British finance minister Philip Hammond avoided a potentially embarrassing slip-up before June’s parliamentary election as he hit his budget deficit target for the 2016/17 financial year, but his fiscal challenge is likely to get harder.
The shortfall in the public accounts fell by nearly 28 percent to 52 billion pounds in the 12 months to the end of March, helped by the strength of the economy since the Brexit vote and one-off factors, official figures showed on Tuesday.
This was in line with a forecast set out in March by the country’s budget watchdog, the Office for Budget Responsibility (OBR). At 2.6 percent of gross domestic product, the deficit was the smallest since the eve of the global financial crisis, and no longer high by international standards.
Furthermore, it was smaller than previous OBR forecasts including one made before British voters delivered their shock decision to leave the European Union last June.
Even so, the deficit is expected to rise in the 2017/18 financial year as one-off factors that helped the government last year – such as changes in the timing of payments to the EU budget and the impact of changes on dividend taxation – unwind.
Looking further ahead, whoever wins the national election on June 8 needs to work out how to pay for rising costs related to the ageing of Britain’s population.
“While the deficit is now approaching a more sustainable level, there will still be some tough choices ahead on tax and spending for the next government,” John Hawksworth, chief economist at accountancy firm PwC, said.
Last week, Hammond suggested he wanted the ruling Conservative Party to drop its promise not to raise income taxes, sales tax or social security contributions, saying they limited his flexibility to manage the economy.
Last month, he had to scrap plans to raise payroll taxes for the self-employed after he was accused of breaking a commitment on taxes in the Conservatives’ 2015 election manifesto.
The hole in Britain’s public finances has shrunk sharply since hitting a peak of nearly 10 percent of GDP shortly after the global financial crisis. It has now returned to its level from before the crisis and is in line with the shortfalls in many other rich economies around the world.
Britain’s debt office said it was cutting its debt issuance plans for this year by nearly 1 billion pounds.
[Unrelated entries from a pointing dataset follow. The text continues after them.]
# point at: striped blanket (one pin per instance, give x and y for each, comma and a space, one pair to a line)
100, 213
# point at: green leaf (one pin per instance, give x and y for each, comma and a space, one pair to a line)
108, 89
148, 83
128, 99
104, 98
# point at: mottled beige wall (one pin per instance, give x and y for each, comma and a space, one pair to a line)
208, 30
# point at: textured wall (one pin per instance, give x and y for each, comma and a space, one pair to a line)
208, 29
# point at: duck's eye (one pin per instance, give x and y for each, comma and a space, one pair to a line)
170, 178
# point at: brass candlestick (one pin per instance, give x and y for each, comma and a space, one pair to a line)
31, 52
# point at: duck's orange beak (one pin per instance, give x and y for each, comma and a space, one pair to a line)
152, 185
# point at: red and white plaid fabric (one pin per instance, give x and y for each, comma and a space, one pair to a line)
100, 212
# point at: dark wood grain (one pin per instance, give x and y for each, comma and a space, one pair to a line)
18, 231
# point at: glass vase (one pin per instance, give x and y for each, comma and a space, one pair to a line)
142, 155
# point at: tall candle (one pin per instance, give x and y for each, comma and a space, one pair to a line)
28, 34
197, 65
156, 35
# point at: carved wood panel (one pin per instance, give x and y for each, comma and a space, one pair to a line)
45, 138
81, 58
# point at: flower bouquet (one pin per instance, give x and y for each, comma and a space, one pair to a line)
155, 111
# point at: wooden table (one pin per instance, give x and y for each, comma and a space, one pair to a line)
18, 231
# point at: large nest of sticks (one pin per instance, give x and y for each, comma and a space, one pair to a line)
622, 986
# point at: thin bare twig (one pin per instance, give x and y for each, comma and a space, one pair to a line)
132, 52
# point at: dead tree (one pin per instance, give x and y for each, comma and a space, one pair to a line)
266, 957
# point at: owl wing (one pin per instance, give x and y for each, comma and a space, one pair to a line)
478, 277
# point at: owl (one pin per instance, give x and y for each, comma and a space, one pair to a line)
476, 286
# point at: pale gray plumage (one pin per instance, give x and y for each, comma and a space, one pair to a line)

An overshoot of the latest OBR forecast would have been a fiscal embarrassment for the government before the election.
Former finance minister George Osborne once said he would eliminate the deficit, on one measure, by 2015. But this goal is unlikely to be reached before 2018/19, and the headline gauge of the public finances is now expected to remain in the red well into the next decade.
In the month of March alone, the deficit was higher than expected at 5.1 billion pounds, up nearly 20 percent from the same month last year. Economists taking part in a Reuters poll had on average predicted a shortfall of 3.2 billion pounds.
A slowdown in growth in tax revenues in March was a new sign that Britain’s economy is losing its momentum of last year, Pantheon Macroeconomics’ Samuel Tombs said.
In the 2016/17 financial year as a whole, corporation tax revenues rose above their pre-crisis levels for the first time in a full financial year.